St Mirren demonstrated that there is life in post-Armageddon Scottish football by lifting the League Cup at Hampden against Hearts in a memorable final.
No silverware has been paraded through Paisley since the Frank McGarvey inspired Scottish Cup win of 1987 just as Scottish football opted into a dark period of spending way beyond it’s means.
It’ll be a long long time before any St Mirren player can match the pay-slips of Steve Archibald or Victor who moved to Love Street from La Liga.
The last 20 years have been tough for St Mirren with the debt build up from that period only really paid off when Love Street was sold in 2008 and a new 6,000 seater stadium built a mile away at Greenhill Road.
Transfer fees are almost a thing of the past but sharp scouting and selling on players like Stephen McGinn has kept the club on an even keel and presented a good footballing platform to players like Steven Thompson, Gary Teale and Jim Goodwin.
While some people, like Stewart Regan and Neil Doncaster’s world collapsed with the liquidation of Rangers, St Mirren have demonstrated what can be achieved by living within your means and refusing to push the club towards financial meltdown.

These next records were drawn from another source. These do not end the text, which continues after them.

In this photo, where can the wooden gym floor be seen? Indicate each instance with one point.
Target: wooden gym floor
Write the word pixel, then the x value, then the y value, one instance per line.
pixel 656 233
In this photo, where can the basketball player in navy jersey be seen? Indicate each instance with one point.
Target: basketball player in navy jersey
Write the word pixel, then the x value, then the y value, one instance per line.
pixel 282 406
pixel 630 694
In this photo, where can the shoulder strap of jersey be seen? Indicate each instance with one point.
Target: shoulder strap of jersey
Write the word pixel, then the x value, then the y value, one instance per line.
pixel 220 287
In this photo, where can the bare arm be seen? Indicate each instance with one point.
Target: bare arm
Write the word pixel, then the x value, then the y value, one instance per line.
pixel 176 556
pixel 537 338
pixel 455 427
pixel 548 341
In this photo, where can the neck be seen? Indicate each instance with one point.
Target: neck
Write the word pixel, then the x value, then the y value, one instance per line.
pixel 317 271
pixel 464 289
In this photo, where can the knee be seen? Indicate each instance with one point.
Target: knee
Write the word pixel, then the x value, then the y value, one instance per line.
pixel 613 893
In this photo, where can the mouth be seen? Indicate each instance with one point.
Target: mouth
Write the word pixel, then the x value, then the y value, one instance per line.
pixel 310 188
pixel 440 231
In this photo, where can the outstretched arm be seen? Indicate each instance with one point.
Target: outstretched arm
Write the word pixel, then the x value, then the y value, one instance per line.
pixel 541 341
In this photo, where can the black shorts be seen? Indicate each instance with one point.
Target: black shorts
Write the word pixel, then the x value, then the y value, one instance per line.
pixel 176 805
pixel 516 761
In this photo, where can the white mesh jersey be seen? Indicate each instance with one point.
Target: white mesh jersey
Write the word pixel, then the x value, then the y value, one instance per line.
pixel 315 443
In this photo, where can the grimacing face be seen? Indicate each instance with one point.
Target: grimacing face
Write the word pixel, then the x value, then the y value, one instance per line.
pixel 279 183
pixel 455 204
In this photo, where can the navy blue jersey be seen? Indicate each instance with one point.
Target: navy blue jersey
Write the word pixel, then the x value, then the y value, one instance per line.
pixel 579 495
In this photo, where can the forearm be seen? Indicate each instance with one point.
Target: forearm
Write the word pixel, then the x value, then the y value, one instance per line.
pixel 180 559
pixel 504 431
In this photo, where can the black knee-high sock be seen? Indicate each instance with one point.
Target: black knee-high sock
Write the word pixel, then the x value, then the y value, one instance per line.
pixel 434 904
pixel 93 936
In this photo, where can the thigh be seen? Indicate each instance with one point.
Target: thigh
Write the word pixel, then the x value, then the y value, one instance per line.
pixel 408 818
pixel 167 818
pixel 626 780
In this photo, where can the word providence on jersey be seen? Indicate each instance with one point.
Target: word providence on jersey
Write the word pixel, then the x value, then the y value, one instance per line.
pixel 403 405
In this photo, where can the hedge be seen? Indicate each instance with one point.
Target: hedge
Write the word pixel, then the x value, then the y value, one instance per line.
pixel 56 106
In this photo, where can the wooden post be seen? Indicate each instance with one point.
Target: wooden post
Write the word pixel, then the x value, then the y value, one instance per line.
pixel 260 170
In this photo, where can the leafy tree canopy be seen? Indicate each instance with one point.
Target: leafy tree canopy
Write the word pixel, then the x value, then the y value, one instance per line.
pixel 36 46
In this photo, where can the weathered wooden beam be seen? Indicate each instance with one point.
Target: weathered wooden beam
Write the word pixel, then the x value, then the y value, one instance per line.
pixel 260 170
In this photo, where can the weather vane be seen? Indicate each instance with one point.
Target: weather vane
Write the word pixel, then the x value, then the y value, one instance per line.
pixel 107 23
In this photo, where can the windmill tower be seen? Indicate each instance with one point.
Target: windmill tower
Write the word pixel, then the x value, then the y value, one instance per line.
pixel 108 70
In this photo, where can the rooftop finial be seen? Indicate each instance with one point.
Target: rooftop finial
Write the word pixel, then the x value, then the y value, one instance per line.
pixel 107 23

Every club in the SPL can realistically raise their expectations to reach Hampden once a season or hit the jackpot like Kilmarnock and St Mirren by lifting a trophy.
While the 15,000 Paisley fans at Hampden yesterday are unlikely to create a rush for season tickets the club has demonstrated it’s competitiveness and created a fantastic new memory for a generation of supporters who’d almost come to expect silverware to elude their club.
If more clubs can aspire to emulate St Mirren the Scottish game will have a sustainable model that supporters across the country can buy into and appreciate for it’s honesty.